W sercu poczułam ukłucie, ale wiedziałam, że to nic nie zmieni.
– Życzę mu tego, żeby laska zdradziła go z połową miasta – powiedziałam bez jakichkolwiek emocji. Nie obchodził mnie już ktoś taki jak Jasper, człowiek, który okazał się największym psychopatą na świecie.
– Też tak uważam. A ty zasługujesz na szczęście, Amy.
Może jeszcze w tamtym momencie nie wierzyłam w te słowa, ale po tym, co działo się później, mogłam śmiało stwierdzić, że warto było na to szczęście czekać.
***
Wróciłam do domu bez żadnych zbędnych przygód. Nie mogłam trafić kluczem w zamek, bo wypiłam więcej, niż planowałam. Nagle drzwi się otworzyły, a ja zamglonym wzrokiem spojrzałam na Chrisa, który stał przede mną w samych bokserkach. Zrobiło się niezręcznie.
– Wchodź – rzucił, otwierając szerzej drzwi.
Bez słowa weszłam do domu i chciałam położyć się spać, ale chłopak znów pokrzyżował mi plany. Stanął przede mną, blokując mi drogę, a ja znów poczułam ten zapach.
– Chcę iść spać! – jęknęłam niczym małe dziecko, które nie dostało wymarzonej zabawki.
– Mogłaś zadzwonić, przyjechałbym po ciebie – powiedział przeszywającym głosem, a ja spojrzałam na niego jak na debila.
– Nie mam twojego numeru, panie mądry. – Zaśmiałam się, a on pochylił się nade mną tak, że nasze nosy niemal się stykały.
– Wczoraj wpisałem ci go do telefonu, pani najebana.
Rozszerzyłam oczy ze zdumienia, bo nie mam pojęcia, kiedy to zrobił.

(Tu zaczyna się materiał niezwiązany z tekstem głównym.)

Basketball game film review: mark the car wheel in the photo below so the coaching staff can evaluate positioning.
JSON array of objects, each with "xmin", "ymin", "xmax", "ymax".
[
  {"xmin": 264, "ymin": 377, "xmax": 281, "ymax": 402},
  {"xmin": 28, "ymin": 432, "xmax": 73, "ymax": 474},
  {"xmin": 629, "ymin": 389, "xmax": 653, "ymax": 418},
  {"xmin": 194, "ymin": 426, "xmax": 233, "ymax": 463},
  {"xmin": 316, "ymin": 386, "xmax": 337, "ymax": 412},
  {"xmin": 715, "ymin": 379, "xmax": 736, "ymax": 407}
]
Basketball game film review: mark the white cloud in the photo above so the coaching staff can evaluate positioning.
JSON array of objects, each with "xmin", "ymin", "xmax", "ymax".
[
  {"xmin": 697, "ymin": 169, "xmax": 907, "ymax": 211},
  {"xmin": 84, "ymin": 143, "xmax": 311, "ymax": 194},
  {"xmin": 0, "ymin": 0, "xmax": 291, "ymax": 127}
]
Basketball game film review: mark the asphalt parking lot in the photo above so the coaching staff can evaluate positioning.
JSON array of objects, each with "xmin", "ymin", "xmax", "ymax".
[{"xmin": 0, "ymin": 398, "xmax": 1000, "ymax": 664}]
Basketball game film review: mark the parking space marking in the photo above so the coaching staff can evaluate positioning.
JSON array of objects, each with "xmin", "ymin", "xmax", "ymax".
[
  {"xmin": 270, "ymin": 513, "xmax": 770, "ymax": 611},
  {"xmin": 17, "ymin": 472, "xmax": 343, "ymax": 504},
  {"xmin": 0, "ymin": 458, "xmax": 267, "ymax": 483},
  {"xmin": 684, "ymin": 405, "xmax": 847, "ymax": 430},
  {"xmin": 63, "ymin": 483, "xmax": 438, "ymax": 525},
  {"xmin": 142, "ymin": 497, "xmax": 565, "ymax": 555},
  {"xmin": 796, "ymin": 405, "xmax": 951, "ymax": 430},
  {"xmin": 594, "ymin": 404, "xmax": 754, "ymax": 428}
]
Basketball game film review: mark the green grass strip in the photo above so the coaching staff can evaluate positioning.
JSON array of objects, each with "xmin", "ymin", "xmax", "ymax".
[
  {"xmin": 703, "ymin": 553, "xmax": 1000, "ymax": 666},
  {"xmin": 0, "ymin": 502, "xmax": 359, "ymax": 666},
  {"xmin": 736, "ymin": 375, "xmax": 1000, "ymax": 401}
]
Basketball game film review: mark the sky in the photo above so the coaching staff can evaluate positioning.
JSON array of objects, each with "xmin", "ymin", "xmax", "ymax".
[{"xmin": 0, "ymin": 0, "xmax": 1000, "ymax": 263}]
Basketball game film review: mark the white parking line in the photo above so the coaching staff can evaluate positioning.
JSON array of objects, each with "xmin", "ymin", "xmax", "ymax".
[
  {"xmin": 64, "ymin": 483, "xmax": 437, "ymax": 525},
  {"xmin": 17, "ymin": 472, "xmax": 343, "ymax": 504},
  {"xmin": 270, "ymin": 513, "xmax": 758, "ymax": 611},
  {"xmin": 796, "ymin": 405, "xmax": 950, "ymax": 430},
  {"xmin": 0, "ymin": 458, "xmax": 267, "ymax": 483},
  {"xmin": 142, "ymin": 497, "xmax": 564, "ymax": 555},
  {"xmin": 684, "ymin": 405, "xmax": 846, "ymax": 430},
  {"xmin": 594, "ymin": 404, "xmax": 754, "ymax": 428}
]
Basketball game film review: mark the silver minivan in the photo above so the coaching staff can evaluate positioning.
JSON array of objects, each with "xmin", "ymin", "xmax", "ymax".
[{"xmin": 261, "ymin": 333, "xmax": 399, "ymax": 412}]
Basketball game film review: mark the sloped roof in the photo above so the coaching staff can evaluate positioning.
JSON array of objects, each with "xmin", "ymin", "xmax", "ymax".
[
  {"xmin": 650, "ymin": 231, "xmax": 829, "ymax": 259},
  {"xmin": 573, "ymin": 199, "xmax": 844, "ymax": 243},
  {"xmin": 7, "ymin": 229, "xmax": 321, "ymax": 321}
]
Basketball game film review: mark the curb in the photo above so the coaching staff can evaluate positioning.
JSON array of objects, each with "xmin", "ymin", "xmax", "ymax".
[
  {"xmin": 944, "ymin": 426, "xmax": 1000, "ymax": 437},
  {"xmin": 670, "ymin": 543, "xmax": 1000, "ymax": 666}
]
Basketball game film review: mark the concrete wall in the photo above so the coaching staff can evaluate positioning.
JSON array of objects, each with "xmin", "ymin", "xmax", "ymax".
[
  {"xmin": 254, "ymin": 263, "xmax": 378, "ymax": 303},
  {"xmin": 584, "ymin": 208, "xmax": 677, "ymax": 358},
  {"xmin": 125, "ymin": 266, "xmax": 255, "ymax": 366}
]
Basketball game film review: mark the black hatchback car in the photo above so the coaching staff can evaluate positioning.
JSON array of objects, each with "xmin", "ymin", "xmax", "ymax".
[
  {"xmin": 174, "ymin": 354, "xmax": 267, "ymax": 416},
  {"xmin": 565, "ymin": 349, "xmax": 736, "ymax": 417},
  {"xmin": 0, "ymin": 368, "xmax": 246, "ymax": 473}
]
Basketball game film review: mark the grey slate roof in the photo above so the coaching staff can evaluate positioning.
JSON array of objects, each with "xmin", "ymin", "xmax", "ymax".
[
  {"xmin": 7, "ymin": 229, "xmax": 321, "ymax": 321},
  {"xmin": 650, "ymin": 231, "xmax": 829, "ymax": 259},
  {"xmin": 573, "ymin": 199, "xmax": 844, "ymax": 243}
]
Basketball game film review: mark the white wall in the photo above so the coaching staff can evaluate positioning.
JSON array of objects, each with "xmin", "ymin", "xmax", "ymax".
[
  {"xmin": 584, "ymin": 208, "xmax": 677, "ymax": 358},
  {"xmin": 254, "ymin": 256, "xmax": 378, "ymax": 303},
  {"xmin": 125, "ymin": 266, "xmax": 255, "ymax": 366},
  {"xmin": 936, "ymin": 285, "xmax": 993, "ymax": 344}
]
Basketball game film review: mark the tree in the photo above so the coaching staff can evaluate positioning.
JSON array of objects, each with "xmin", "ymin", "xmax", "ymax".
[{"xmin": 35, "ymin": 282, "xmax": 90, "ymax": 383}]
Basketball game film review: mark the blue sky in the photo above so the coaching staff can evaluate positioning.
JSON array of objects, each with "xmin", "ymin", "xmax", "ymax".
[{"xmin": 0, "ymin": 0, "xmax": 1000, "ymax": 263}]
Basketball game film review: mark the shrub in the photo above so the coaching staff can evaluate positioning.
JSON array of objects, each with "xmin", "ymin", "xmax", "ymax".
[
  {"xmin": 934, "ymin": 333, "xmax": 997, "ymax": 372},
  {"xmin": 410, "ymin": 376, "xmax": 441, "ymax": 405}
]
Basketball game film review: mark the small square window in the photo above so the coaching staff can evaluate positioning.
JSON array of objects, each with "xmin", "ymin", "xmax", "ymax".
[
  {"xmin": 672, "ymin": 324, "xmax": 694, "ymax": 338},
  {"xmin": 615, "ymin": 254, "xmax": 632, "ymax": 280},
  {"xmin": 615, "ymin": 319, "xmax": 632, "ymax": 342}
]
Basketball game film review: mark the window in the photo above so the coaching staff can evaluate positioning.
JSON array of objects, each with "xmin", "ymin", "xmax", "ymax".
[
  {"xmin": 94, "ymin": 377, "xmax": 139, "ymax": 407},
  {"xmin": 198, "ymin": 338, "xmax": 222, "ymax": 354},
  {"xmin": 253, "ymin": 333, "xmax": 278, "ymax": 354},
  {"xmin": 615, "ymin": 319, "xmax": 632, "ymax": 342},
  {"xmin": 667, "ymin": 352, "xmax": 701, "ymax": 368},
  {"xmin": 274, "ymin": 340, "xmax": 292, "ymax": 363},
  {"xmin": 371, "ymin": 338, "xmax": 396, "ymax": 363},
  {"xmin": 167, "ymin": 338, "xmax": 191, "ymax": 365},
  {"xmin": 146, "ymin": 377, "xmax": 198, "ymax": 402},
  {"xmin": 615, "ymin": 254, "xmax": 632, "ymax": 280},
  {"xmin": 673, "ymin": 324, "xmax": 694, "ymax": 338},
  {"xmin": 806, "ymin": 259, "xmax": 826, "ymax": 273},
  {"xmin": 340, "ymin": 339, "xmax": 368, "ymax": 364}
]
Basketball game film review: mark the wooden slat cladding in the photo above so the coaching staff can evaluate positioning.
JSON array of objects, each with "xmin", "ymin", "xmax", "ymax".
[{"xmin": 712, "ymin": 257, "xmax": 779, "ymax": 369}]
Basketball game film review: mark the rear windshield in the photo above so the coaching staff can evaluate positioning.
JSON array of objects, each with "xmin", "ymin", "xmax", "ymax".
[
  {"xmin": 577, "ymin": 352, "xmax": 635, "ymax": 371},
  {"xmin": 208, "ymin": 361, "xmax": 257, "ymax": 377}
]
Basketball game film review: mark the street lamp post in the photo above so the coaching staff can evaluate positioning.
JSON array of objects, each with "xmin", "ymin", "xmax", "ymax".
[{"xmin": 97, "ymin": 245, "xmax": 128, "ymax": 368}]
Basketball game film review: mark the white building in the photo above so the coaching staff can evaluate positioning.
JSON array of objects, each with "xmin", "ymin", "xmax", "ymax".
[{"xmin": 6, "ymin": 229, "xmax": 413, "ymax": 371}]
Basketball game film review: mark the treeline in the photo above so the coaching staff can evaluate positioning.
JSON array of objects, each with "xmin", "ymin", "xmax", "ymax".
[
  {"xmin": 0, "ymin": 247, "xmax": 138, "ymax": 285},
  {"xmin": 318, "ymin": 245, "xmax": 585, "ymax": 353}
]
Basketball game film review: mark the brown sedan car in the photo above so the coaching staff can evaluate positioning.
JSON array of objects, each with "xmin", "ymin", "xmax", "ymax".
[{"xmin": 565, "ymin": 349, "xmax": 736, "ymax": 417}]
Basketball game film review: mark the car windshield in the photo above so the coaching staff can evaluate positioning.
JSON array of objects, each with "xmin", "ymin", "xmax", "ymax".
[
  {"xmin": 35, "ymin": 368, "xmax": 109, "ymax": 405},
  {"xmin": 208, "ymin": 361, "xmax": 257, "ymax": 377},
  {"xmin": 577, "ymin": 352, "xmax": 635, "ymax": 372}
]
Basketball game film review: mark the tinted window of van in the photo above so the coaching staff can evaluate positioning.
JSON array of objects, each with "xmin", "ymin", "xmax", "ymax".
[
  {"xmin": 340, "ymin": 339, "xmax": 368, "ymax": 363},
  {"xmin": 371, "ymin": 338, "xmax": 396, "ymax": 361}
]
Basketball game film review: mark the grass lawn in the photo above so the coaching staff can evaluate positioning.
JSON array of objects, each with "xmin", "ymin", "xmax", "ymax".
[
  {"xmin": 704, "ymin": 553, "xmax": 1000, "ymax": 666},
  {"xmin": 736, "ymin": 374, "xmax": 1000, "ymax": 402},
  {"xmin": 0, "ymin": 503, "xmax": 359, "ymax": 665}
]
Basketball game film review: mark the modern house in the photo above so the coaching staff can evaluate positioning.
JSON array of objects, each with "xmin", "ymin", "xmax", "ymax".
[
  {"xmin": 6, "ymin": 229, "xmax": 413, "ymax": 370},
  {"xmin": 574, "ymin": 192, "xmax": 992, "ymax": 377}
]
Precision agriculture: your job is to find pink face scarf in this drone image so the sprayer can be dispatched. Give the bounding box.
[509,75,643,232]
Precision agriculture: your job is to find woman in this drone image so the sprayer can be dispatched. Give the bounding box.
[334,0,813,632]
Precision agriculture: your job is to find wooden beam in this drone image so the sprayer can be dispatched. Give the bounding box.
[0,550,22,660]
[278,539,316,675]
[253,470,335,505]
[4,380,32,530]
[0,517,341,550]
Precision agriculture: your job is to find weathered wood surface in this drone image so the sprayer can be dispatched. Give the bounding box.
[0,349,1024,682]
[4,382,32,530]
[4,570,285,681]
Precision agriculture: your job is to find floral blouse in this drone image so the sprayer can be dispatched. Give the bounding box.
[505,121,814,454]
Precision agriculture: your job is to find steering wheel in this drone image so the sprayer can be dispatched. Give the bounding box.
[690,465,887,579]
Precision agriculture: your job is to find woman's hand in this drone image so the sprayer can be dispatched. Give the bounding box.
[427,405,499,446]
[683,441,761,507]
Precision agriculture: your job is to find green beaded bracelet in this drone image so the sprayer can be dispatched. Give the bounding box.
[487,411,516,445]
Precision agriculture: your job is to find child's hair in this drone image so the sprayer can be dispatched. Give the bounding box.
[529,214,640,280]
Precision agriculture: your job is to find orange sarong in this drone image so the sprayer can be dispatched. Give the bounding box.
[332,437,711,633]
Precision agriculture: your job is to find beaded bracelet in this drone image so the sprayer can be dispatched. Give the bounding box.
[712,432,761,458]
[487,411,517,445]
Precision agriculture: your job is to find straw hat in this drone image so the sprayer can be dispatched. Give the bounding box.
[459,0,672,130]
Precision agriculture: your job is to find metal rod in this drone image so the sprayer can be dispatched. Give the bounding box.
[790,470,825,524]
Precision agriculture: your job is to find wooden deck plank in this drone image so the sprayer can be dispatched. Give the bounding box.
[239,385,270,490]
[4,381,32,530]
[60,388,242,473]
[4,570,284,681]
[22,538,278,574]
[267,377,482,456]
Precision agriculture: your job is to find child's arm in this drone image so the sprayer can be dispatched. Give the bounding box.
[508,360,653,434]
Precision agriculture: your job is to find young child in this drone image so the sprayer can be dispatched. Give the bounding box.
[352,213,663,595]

– Dobra, już nie udawaj takiego troskliwego – warknęłam, odsuwając się od niego. Chłopak gorzko się zaśmiał.
– A kto ci wczoraj pomógł, co? Co by było, gdyby dziś stało się coś podobnego? – zapytał zdenerwowany.
– Ale się nie stało! – krzyknęłam, rozkładając ręce na boki. – Nie potrzebuję twojej troski, Chris. – Wbiegłam na górę, zamykając się w swoim pokoju. Tak bardzo go nie rozumiałam.
Usłyszałam trzask drzwi od domu, a następnie warkot silnika.
– No zajebiście! – szepnęłam, kiedy Chris wyjechał z podjazdu.